Batchelder conducted a study earlier last year. Americans estimated that they would inherit a $764 billion inheritance in 2020, and the average tax payment would only account for 2.1%.

Biden’s White House economic team is determined to honor his campaign promise to increase taxes on the rich, because more and more data show that the wealthy Americans are financially well during the epidemic. Last year, the wealthiest 1% of American households increased their wealth by more than $4 trillion.

Teacher Li Xunlei once analyzed that the root cause of the fiscal problems in the United States is that in the past four decades of globalization, the multiple tax avoidance of multinational corporations and the wealthy has greatly reduced the government’s ability to obtain tax revenue. While multinational corporations and executives are grabbing a lot of benefits in the process of globalization, they reduce taxable income in the home country through complicated related transactions between subsidiaries in various countries, and transfer profits to countries with lower tax rates as much as possible, thereby realizing reasonable tax avoidance . In 2018, the average effective tax rate for the 400 wealthiest households in the United States was 23%, one percentage point lower than the 24.2% for the bottom 50% of households in the United States. In other words, while enjoying the dividends of globalization, the affluent class refuses to bear related responsibilities.
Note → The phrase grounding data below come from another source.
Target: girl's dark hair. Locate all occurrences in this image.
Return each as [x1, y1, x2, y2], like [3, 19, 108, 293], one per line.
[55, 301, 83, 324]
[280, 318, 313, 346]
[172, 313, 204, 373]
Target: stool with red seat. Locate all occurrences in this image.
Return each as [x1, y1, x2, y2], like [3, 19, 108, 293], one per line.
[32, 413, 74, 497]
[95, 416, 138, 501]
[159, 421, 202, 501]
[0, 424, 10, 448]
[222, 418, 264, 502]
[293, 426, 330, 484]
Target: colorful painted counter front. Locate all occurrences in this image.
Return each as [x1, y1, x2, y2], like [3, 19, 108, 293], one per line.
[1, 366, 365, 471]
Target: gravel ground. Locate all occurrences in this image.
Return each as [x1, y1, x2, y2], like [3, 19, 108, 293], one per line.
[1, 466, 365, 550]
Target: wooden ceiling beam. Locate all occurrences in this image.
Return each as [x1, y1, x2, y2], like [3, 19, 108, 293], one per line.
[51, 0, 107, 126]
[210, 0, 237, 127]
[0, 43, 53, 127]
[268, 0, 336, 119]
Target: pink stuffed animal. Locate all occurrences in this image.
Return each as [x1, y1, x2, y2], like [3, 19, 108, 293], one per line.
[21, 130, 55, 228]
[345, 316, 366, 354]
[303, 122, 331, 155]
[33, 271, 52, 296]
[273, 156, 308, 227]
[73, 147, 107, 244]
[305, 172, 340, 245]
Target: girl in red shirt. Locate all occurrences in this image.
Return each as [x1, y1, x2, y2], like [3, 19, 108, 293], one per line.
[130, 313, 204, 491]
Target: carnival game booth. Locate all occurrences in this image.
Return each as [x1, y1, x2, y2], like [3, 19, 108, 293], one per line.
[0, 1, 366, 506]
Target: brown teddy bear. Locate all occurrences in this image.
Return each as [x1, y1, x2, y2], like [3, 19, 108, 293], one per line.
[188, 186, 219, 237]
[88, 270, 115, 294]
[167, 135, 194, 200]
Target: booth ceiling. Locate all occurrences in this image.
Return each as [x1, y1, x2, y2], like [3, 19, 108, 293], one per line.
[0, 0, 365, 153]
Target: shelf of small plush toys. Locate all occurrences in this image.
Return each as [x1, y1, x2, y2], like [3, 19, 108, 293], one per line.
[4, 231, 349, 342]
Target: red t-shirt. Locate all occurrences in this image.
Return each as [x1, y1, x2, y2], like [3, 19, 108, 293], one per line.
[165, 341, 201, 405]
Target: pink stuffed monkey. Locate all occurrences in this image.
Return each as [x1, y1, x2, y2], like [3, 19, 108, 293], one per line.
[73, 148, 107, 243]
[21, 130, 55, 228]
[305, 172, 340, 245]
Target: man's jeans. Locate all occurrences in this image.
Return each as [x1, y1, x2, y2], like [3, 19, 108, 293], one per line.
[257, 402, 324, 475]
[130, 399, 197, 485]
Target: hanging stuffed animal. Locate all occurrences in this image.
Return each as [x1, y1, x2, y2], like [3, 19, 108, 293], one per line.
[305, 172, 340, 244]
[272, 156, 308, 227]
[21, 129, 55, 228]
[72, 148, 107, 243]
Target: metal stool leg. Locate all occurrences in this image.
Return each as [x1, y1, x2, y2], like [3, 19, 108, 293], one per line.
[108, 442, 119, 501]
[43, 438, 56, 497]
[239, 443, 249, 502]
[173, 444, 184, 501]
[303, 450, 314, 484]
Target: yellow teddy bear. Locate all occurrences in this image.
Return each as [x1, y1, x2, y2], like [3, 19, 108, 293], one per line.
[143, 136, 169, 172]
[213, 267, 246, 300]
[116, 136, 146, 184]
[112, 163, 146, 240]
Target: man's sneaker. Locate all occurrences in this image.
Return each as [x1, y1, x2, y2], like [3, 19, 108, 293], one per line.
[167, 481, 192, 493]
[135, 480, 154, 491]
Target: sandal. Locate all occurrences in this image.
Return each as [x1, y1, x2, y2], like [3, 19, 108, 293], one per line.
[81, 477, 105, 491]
The US fiscal problem is also another manifestation of the increasing polarization between rich and poor.

What is the impact on the stock market?

GF Macro’s Zhang Jingjing team previously analyzed that in March, the Biden administration kept revealing the details of infrastructure and tax increase policies? The Biden administration may intend to release risks in US stocks during the year.

Infrastructure and tax increases may end the bull market logic in US stocks after the financial crisis. The financial crisis caused the U.S. real estate bubble to burst. The subsequent low interest rate environment and tax cuts stimulated U.S. stock repurchases and created a U.S. stock technology bull market. The ultra-low interest rates during Trump’s tenure also made U.S. stock valuations continue to refresh and the Nasdaq bubble burst. After the new high. Infrastructure construction will stimulate the real economy, and superimposed real estate is still in an upward cycle. It is expected that the US inflation center will be higher than before the epidemic (2012-2020) in the next 5-8 years, and inflation factors will have a positive impact on risk-free interest rates. Tax increases will weaken corporate profits and repurchase willingness.

In the third quarter, the Fed is likely to cut QE, and then there will be greater risk of US equity adjustment; Biden revealed details of infrastructure and tax increases or intends to release US stock risks during the year. In other words, in the context of high valuations and monetary policy changes, Q3 US stocks inherently have greater risk of adjustment. At present, the Biden administration continues to release details of tax increases and infrastructure policies or deliberately releases negative signals in advance and squeezes out the U.S. stock bubble when the monetary policy is officially turned.

Once the risks of US stocks clear up and regain gains next year, the Democratic Party’s victory in the 2022 midterm elections will also increase. Since the 1980s, U.S. stocks have the highest probability of falling in the first two years of each presidential term. Although there are economic factors, it also shows that the previous presidents were least concerned about the performance of U.S. stocks in the early days of office. On the contrary, the decline can depress the base and deliver better performance in the middle of their administration. Transcript”.